Ana estiró una mano hasta la tostadora, la prendió, esperó expectante hasta que una rubia tostada saltó como un milagro olímpico de la era industrial y la tecnología japonesa. — ¿Por qué vos?
—Soy un detective con su novela a cuestas, y lo malo es que la novela y las cosas que pasan se mezclan de una manera horrenda.
—¿Horrenda? —fingió escandalizarse Ana—; por ahora no me parece que la novela se vuelva demasiado horrenda por cuestiones de mezclado, por los últimos sucesos al menos.
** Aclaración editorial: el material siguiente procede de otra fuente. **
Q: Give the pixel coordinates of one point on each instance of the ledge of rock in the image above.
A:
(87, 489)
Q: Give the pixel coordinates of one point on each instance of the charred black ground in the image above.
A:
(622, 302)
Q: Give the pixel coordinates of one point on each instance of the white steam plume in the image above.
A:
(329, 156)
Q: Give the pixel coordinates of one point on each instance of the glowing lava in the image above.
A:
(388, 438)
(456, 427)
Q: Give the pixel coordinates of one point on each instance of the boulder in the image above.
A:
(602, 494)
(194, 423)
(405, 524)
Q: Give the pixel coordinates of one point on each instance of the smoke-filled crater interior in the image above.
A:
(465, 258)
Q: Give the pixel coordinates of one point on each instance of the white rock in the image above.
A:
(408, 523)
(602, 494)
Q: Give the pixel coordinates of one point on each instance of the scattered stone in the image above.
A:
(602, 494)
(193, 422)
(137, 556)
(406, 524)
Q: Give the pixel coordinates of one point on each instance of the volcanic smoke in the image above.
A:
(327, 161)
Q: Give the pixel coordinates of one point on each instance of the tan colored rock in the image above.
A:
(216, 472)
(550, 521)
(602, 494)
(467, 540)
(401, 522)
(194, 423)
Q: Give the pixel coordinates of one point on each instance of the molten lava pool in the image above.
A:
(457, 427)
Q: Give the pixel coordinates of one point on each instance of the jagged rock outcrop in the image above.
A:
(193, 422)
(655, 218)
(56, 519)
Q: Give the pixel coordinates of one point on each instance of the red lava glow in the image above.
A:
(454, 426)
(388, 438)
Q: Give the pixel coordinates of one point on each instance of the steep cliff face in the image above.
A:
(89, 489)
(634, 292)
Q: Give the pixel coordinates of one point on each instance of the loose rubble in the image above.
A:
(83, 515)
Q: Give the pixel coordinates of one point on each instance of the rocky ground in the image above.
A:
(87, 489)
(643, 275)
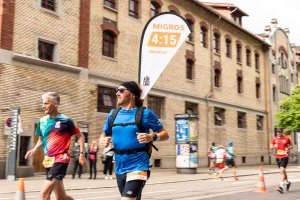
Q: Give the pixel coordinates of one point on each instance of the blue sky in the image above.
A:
(262, 11)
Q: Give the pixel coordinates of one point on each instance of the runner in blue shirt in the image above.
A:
(131, 157)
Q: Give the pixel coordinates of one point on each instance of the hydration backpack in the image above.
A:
(138, 123)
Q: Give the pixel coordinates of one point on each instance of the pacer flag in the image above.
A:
(162, 36)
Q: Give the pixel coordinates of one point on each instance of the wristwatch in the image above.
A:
(154, 137)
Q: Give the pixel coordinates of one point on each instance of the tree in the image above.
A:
(289, 116)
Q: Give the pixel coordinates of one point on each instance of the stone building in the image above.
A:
(283, 74)
(84, 48)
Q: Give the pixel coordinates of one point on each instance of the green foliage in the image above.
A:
(289, 116)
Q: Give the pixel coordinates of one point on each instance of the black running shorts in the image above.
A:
(282, 162)
(57, 171)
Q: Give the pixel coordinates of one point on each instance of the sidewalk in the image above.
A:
(158, 176)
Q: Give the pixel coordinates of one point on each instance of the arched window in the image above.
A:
(204, 36)
(189, 69)
(134, 8)
(216, 38)
(108, 44)
(257, 88)
(274, 92)
(110, 3)
(191, 26)
(257, 67)
(217, 78)
(228, 47)
(239, 84)
(238, 52)
(248, 57)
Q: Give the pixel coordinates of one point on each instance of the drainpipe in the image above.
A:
(211, 92)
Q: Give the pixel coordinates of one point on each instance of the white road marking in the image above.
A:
(144, 193)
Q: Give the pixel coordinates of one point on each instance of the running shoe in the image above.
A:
(280, 189)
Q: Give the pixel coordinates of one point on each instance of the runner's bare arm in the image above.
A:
(104, 140)
(163, 134)
(36, 146)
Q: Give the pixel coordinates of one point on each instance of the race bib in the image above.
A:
(281, 152)
(137, 175)
(48, 161)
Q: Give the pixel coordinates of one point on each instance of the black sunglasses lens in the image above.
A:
(120, 90)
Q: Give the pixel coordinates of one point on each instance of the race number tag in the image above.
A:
(281, 152)
(137, 175)
(48, 161)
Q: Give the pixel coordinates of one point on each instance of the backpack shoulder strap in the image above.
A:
(138, 122)
(138, 118)
(112, 119)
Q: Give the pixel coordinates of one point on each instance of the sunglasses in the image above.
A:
(121, 90)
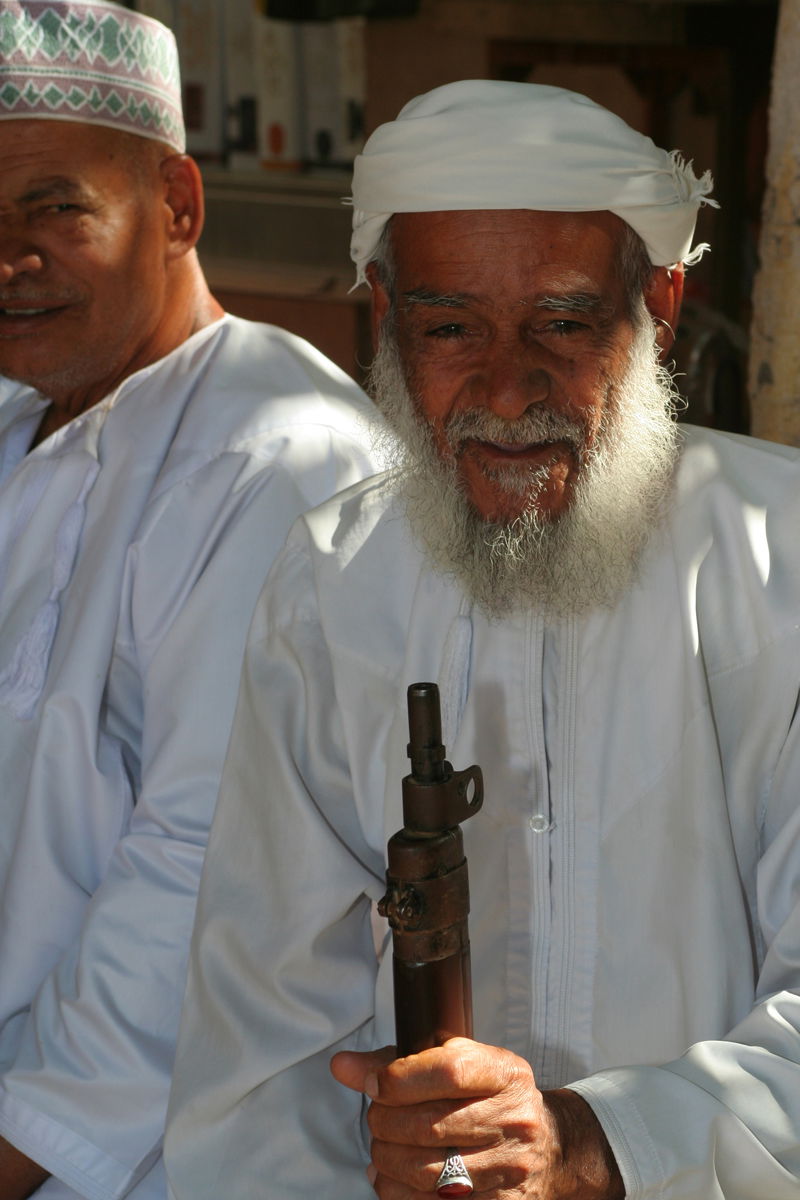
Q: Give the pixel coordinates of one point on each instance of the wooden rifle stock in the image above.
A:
(427, 891)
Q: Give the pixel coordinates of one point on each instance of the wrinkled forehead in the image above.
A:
(486, 250)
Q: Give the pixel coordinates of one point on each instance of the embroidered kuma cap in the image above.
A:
(489, 144)
(90, 61)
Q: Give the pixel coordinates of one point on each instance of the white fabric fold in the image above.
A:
(491, 144)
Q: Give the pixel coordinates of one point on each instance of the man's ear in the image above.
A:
(663, 295)
(379, 304)
(182, 189)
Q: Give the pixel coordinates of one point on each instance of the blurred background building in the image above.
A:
(280, 95)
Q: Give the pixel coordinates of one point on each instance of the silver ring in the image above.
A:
(453, 1179)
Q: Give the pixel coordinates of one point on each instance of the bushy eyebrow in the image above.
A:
(437, 299)
(573, 301)
(585, 303)
(56, 187)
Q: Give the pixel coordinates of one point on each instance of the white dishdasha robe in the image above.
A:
(635, 870)
(133, 544)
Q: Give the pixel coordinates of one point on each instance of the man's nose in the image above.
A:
(510, 384)
(17, 257)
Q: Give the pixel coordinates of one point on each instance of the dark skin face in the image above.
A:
(97, 275)
(506, 311)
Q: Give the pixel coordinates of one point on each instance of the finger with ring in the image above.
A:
(453, 1179)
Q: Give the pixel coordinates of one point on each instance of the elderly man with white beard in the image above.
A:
(611, 607)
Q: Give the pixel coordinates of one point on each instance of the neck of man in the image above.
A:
(190, 309)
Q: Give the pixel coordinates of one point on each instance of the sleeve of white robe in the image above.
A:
(723, 1121)
(88, 1095)
(282, 970)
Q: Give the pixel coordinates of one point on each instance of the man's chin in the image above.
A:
(503, 508)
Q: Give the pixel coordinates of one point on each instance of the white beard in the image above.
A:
(578, 561)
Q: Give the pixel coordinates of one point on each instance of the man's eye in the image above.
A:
(564, 328)
(452, 329)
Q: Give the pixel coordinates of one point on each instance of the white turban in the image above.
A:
(488, 144)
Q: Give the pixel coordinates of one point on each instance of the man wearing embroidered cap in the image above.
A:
(609, 607)
(152, 454)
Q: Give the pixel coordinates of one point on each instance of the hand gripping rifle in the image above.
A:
(427, 892)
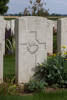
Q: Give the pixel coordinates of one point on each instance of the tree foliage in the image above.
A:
(3, 6)
(36, 8)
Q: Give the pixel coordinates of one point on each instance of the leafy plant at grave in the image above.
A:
(52, 72)
(34, 86)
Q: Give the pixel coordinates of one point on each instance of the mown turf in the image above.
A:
(61, 95)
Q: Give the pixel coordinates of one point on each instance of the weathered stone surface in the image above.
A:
(31, 49)
(2, 41)
(62, 34)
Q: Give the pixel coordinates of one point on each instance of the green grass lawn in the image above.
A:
(40, 96)
(9, 70)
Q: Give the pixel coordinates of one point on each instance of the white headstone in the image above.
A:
(1, 47)
(62, 34)
(31, 33)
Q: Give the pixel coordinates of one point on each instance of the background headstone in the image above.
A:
(31, 33)
(2, 31)
(62, 34)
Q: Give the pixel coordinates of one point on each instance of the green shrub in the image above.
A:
(52, 72)
(34, 86)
—La parte nocturna no figura —dije, hundiéndome en el café con leche, que para mí siempre tiene sabor a infancia—. Es lo único que me guardo para mí.
—No te quejes de la vida. Creo que las cosas te van más o menos bien. Ya encontraste qué escribir, y ya encontraste quién te lo publicara. ¿O no?
Ensayé una débil defensa. — No es sólo el problema de publicar.
—Vamos —dijo Ana—. Dejá de poner cara de intelectual lúcido, que duda del comunismo y del futuro dorado de la humanidad y se da cuenta de que el presente es lo único que queda.
—Yo no dudo del futuro dorado de la humanidad. Dudo de mi futuro.
Ana me dio un beso en los labios. —Tu futuro inmediato está allí —dijo señalando la carpeta—, y el mío en mi condenado escritorio de Las Glorias de Bree. Y el más inmediato todavía en la ducha. —Se alejó hacia el baño humeante de vapor con pasos de diosa homérica. Yo me dediqué a borrar del manuscrito todo rastro de Beatriz Omarman. Abandoné el café con leche infantil y me serví un café negro y espeso, que destilaba madurez. Cuando Ana salió de la ducha, me arrastró nuevamente a la cama, con perfecta conciencia de que estaba repitiendo el párrafo en que la Chola arrastró nuevamente a la cama a Federico, capítulos atrás.
Más tarde, prendí un cigarrillo y se lo pasé a Ana, luego encendí otro para mí. La vida, pensé, en última instancia, se compone de pequeños cigarrillos que se fuman en circunstancias diferentes. Uno para la vida, uno para la muerte, y así.
Salimos. La ciudad empezaba a prepararse para el día. Ana me dijo: —Nos vemos esta misma noche. A las ocho, en la ópera —chistó un taxi y se fue.